As expected, the common way to take care of sick bodies and under-functioning minds is simply to swallow artificially flavored “magic juice” or pop a pill to cover up symptoms — not to solve the problem.
In fact, my son developed Methicillin-resistant Staphylococcus aureus on his throat (aka: MRSA, the infamous resistant bacteria caused by the over-prescription of antibiotics), which is not only scary, but frustrating and disheartening since it was only eight weeks after his last ear infection antibiotic treatment.
While child-rearing warrants common sense, I now question how effective relying on Western practices really is, and find myself constantly wondering if I’m making the right choice. Perhaps it’s the current culture of modern motherhood that makes me second guess myself: it may guide in our search for trendy back-to-school clothes, Magnolia inspired home decor, or our desire to mirror picturesque portraits of stay-at-home-mom mundanity, but when it comes to actually raising healthy children, the sophisticated terminology of research-biased information creates even more insecurity about knowing what’s best for my child and family. The truth is, I cannot ignore this gut-wrenching quest for transparency when I am questioning if my doctors are manipulated and coerced by pharmaceutical and insurance companies to fatten their own pocketbooks.
In facing this dilemma, there is an incredibly huge responsibility one must make to maintain composure.
Bringing children up according to socially expected norms of maintaining health and wellness is not required.
The standards in place do not have to be mine, and I realize there may be risks if, and when I veer away. This is especially true when I refuse the flu shot for my family, explore natural, non-FDA approved supplements, or let my children go through the symptoms of sickness with no intervention. Thankfully, there have been plenty of social change that gives parents more freedoms and support, even when my limited life experience, non-doctoral degree, and quasi-holistic ways are not enough to change the extensive network in place. For now, I take the following steps to finding balance throughout this whole process:
Ask questions, be confident and trust in our innate, evolutionary abilities to take care of our young as responsible caretakers.
CHANGE YOUR LIFESTYLE
It’s easier said than done, of course, but there are so many options out there. Test out different diets, exercise routines, morning and evening schedules, etc. until you find one (or a few) that work best for your family.

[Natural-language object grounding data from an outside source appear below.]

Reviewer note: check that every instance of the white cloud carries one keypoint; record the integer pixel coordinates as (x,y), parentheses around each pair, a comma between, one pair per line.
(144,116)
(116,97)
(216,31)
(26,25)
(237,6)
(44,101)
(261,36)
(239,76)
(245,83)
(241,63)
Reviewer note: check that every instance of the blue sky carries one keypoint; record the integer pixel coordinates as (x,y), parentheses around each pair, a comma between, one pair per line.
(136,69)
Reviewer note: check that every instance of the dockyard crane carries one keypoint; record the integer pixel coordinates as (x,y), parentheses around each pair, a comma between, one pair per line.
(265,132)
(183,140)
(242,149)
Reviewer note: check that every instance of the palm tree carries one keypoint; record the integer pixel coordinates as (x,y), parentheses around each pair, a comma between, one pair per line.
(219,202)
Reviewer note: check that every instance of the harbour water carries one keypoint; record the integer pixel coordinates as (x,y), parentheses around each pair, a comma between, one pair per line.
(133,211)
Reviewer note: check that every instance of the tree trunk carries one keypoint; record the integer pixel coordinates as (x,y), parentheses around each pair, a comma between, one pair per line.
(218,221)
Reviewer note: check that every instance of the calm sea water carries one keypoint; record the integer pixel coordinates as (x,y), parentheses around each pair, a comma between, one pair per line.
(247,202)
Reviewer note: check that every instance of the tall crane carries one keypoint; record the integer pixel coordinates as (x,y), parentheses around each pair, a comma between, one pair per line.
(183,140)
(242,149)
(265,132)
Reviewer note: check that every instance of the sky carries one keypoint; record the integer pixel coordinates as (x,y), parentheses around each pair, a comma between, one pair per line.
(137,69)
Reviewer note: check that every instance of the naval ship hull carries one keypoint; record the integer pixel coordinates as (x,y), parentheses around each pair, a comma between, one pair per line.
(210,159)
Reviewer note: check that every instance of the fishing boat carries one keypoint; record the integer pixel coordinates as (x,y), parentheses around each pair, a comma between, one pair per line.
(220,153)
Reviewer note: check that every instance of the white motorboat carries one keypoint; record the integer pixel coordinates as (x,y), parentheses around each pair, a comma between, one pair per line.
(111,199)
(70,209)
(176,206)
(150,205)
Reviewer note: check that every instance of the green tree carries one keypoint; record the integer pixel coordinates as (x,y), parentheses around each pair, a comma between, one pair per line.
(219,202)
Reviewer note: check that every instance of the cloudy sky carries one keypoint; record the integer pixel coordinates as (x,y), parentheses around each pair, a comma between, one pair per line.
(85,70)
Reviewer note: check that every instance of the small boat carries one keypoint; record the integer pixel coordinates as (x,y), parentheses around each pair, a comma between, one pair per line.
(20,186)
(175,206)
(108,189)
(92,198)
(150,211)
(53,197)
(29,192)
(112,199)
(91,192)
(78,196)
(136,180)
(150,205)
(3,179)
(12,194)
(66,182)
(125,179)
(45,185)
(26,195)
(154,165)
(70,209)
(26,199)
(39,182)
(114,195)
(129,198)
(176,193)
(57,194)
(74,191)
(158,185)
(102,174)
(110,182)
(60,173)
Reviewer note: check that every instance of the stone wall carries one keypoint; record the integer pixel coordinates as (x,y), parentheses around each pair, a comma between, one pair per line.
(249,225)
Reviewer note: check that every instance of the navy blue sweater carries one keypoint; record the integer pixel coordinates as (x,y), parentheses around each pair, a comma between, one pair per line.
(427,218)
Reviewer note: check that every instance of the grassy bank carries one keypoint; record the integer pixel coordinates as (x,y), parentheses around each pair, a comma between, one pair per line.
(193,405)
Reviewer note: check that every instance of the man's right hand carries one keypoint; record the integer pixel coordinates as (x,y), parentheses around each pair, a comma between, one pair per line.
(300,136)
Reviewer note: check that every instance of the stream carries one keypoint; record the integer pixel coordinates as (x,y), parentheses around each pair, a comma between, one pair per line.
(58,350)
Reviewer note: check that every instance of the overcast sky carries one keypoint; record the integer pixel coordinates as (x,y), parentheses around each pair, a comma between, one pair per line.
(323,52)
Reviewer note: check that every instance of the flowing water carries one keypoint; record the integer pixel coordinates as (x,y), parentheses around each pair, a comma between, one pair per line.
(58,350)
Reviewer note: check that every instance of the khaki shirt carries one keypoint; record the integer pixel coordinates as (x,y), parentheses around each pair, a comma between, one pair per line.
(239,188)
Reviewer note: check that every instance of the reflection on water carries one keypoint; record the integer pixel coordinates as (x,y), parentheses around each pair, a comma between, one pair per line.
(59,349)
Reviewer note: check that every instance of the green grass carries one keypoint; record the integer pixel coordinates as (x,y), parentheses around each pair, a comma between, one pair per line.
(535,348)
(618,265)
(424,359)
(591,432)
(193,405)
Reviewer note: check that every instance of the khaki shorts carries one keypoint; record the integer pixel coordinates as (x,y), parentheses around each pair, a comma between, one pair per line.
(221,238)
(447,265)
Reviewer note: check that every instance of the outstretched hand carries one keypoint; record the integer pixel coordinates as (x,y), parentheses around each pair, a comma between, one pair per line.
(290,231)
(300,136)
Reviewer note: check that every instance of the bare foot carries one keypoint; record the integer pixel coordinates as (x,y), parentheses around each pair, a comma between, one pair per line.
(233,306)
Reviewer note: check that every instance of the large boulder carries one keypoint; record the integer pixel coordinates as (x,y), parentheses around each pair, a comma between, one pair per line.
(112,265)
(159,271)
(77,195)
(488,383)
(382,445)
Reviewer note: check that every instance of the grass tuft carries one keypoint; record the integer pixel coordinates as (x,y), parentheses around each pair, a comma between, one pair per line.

BE OPEN TO HOLISTIC MEDICINE
Though the paternalistic, male, doctor-knows-best attitude has changed, it is still strong in our culture. There are other options and answers… as long as you are open to it.
Making informed choices on routine practices should not be shamed and judged, but rather celebrated, encouraged and respected. In the end, parents can responsibly raise children to maintain healthy bodies. This RX problem is multi-layered with various industries at political play (pharmaceutical, insurance, agricultural, environmental, etc.), but I still have hope. I can be informed, choose healthier lifestyles (even when my four-year-old had Apple Jacks and pretzel sticks for breakfast), remember our ancestral ways, and co-exist with the opposing forces.